リスナーをセットしたら、イベント取得時に呼び出されるコールバック関数であるonCheckedChanged()メソッド内に処理を記述します。
■src/SwitchSampleActivity.java
@Override public void onCheckedChanged(CompoundButton buttonView, boolean isChecked) { if(isChecked == true){ // サイレントモードに設定 am.setRingerMode(AudioManager.RINGER_MODE_NORMAL); s2.setChecked(true); }else{ // ノーマルモードに設定 am.setRingerMode(AudioManager.RINGER_MODE_SILENT); s2.setChecked(false); }
ここでは、isChecked変数によってトグルスイッチの状態を判別し、状態によって端末をサイレントモードもしくはノーマルモードに切り替えています。
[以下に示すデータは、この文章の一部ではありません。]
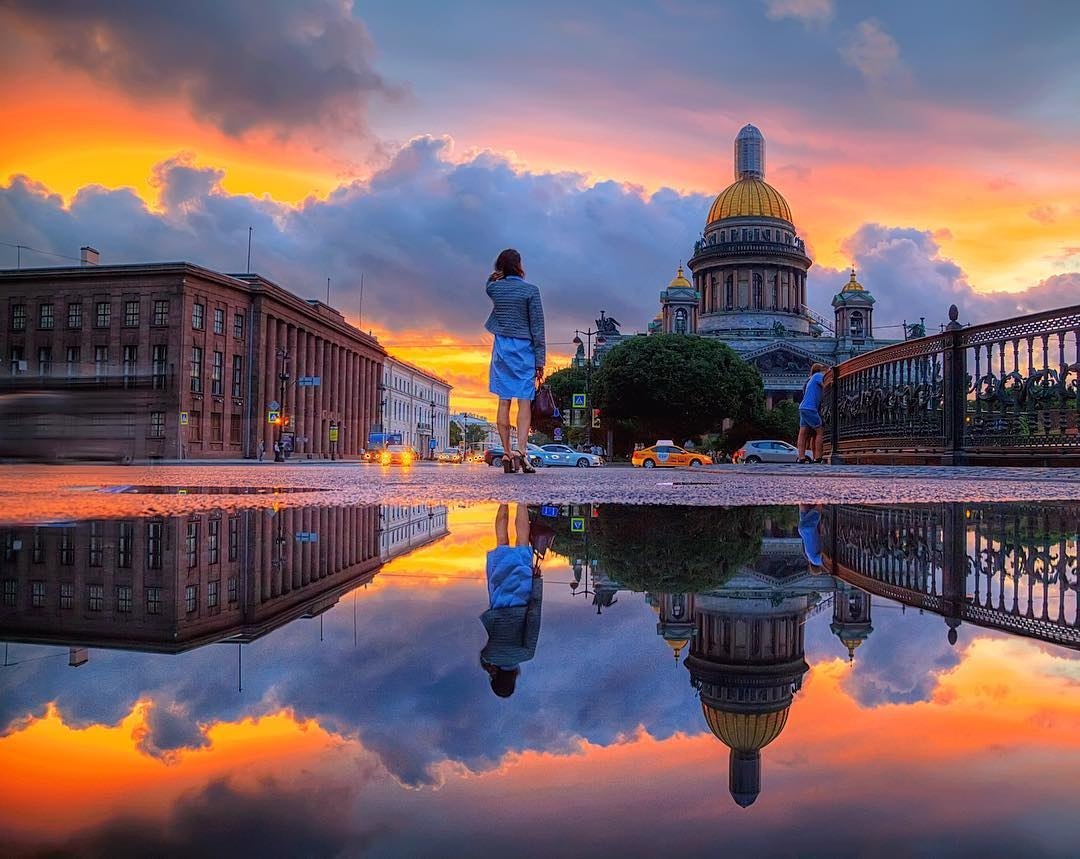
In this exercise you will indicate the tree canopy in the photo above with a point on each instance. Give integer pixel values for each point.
(673, 386)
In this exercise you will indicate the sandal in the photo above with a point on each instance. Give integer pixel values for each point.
(526, 465)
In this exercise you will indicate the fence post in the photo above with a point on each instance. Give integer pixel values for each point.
(954, 391)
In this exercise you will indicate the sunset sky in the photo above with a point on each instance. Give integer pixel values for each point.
(933, 145)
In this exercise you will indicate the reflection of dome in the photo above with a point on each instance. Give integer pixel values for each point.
(679, 282)
(750, 198)
(745, 732)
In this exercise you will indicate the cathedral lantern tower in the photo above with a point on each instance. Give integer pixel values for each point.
(750, 266)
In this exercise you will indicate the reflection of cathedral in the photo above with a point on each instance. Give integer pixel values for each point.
(171, 584)
(748, 285)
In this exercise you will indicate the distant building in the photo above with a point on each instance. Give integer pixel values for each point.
(199, 361)
(748, 285)
(416, 406)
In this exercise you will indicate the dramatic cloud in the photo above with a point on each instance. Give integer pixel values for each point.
(875, 53)
(807, 11)
(279, 64)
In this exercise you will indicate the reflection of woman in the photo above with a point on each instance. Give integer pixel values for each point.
(518, 354)
(514, 592)
(810, 532)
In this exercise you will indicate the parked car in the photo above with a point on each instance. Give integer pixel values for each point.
(768, 451)
(667, 456)
(550, 455)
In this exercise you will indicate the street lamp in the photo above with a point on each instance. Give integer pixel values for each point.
(590, 357)
(279, 454)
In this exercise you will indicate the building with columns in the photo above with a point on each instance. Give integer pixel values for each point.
(748, 285)
(171, 359)
(415, 406)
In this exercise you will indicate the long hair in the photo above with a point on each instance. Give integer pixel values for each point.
(508, 264)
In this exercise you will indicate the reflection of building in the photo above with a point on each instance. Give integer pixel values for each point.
(176, 582)
(748, 285)
(210, 347)
(416, 406)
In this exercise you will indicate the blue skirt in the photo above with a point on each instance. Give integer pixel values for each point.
(513, 368)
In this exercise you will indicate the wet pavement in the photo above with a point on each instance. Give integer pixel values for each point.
(283, 675)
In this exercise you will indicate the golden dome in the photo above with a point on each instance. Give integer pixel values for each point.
(750, 197)
(852, 285)
(744, 732)
(678, 282)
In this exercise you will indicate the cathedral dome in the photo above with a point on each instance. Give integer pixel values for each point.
(750, 198)
(744, 732)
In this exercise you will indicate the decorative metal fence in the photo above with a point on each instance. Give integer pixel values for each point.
(1011, 567)
(1003, 392)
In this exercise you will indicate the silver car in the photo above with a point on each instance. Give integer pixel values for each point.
(770, 451)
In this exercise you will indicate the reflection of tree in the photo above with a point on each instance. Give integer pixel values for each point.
(666, 549)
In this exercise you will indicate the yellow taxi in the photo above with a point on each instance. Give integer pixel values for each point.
(667, 455)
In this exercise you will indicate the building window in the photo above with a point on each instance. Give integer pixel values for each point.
(214, 539)
(154, 533)
(196, 370)
(233, 538)
(238, 376)
(100, 363)
(192, 544)
(216, 373)
(125, 545)
(159, 365)
(96, 549)
(130, 363)
(67, 547)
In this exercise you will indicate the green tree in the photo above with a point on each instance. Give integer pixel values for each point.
(675, 387)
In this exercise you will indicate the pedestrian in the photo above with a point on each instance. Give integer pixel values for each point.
(811, 432)
(515, 594)
(518, 353)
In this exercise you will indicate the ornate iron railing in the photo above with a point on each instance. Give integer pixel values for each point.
(1006, 392)
(1010, 567)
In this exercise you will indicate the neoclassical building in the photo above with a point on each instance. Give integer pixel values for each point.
(747, 285)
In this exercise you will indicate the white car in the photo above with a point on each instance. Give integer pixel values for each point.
(770, 451)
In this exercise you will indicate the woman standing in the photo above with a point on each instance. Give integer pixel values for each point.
(518, 354)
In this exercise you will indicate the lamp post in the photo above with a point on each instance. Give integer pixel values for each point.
(279, 454)
(590, 357)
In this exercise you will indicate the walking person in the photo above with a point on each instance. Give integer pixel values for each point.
(518, 353)
(811, 432)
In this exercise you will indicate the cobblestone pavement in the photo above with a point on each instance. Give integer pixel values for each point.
(56, 493)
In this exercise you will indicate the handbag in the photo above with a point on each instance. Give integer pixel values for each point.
(543, 405)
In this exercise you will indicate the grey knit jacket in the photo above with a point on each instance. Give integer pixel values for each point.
(517, 312)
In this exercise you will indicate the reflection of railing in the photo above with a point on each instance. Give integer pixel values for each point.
(1000, 392)
(1011, 567)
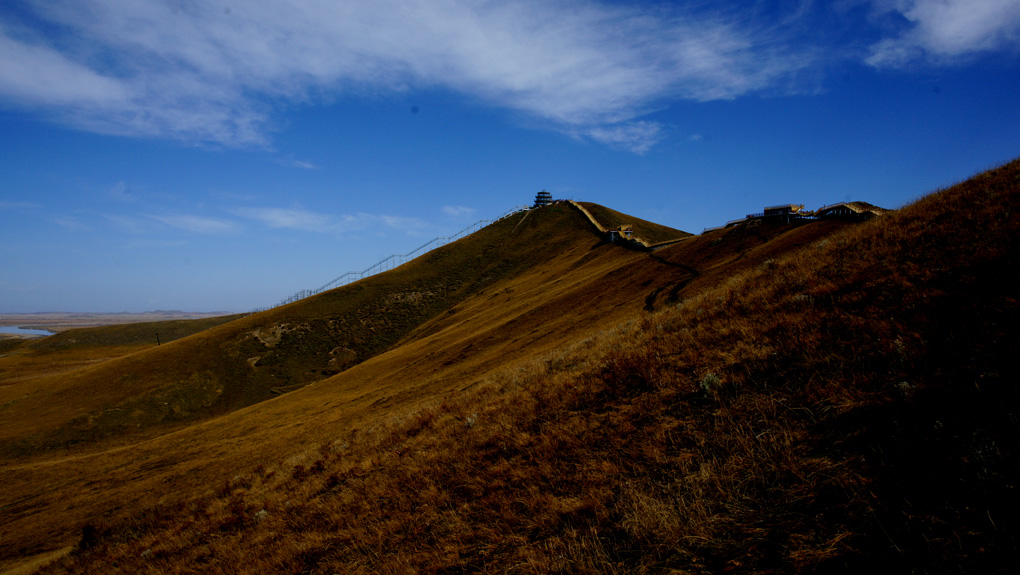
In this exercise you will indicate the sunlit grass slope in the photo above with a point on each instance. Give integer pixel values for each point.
(255, 358)
(846, 406)
(539, 279)
(571, 284)
(648, 230)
同時に、setChecked()メソッドにて、下部に配置したトグルスイッチの状態も変化させています。
showRingerMode()関数内では、上に配置したトグルスイッチの左側に表示させるテキストを、トグルスイッチの状態によって切り替えています。
■src/SwitchSampleActivity.java
// RingerMode表示メソッド void showRingerMode() { // getRingerModeメソッドで現在のマナーモードを取得 switch (am.getRingerMode()) { // ノーマルモードの場合 case AudioManager.RINGER_MODE_NORMAL: s.setText("ノーマル"); break; // サイレントモードの場合 case AudioManager.RINGER_MODE_SILENT: s.setText("サイレント"); break; } }
以上の実装によって、図2で示すようなトグルの連動と、トグルスイッチの切り替えに伴い設定の変更が行えます。
アプリの設定画面などに活用してみてはどうでしょうか。